Centriole and centrosome asymmetries. Schematic representation of centrioles (green), with distal and subdistal appendages (triangles), G1–G2 tether (blue), S–M linker (red) and pericentriolar material associated with the base of each centriole. The centrioles are numbered to indicate their origin and age. The centriole marked ‘1’ (centriole 1) is the older of the two centrioles in the G1 cell at the upper left. Centriole 2 formed in the previous cell cycle, as a procentriole adjacent to centriole 1. The centrioles in this cell are disengaged (no S–M linker), but tethered (G1–G2 tether). In S phase new procentrioles grow from each of centrioles 1 and 2 and elongate in G2 phase. These new centrioles (3 and 4) are engaged to their mother centrioles (1 and 2, respectively), but are otherwise equivalent.

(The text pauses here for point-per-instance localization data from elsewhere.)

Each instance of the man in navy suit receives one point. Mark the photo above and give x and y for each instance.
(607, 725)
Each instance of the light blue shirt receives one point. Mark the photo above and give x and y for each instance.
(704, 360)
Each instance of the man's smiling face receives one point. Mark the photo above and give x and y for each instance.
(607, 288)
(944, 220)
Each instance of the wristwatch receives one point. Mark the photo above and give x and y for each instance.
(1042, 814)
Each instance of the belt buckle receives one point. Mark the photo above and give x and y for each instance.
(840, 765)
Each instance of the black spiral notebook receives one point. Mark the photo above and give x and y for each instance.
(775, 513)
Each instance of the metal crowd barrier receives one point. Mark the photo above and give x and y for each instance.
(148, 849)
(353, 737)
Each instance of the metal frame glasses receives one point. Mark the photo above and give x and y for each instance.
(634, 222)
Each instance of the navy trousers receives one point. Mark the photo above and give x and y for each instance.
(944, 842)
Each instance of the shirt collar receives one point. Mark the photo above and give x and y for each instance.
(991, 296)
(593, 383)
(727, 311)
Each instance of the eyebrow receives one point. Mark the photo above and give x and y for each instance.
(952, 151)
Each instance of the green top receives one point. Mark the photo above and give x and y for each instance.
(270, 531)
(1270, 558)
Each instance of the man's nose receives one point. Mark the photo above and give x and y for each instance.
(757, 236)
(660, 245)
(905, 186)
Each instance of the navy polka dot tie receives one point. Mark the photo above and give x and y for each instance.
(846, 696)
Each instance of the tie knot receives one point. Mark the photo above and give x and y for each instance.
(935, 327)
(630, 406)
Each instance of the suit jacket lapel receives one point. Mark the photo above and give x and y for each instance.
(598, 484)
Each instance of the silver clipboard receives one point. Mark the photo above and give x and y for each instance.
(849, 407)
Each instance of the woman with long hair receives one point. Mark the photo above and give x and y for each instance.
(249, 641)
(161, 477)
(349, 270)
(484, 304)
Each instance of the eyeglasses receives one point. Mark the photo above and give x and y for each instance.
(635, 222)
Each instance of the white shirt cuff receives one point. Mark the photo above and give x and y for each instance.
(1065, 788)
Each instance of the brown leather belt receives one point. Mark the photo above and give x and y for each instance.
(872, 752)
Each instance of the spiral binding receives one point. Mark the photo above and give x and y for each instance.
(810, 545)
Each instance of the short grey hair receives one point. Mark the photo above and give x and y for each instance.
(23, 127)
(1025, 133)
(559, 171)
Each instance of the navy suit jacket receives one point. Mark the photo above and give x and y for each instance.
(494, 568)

Centriole 2 acquires appendage proteins at the G2/M transition and appendages proper in the subsequent G1. The two centrosomes segregate at mitosis, with one cell receiving the 1, 3 pair and the other receiving the 2, 4 pair. Although the centriole pairs are morphologically equivalent, there is a functional difference, in that the cell receiving the older mother centriole (centriole 1), is able to form a primary cilium earlier in the cell cycle than the other cell. The pericentriolar material at the base of each centriole is represented in different colours to indicate the possibility that proteins associated with the centrioles might be asymmetrically segregated at mitosis with them.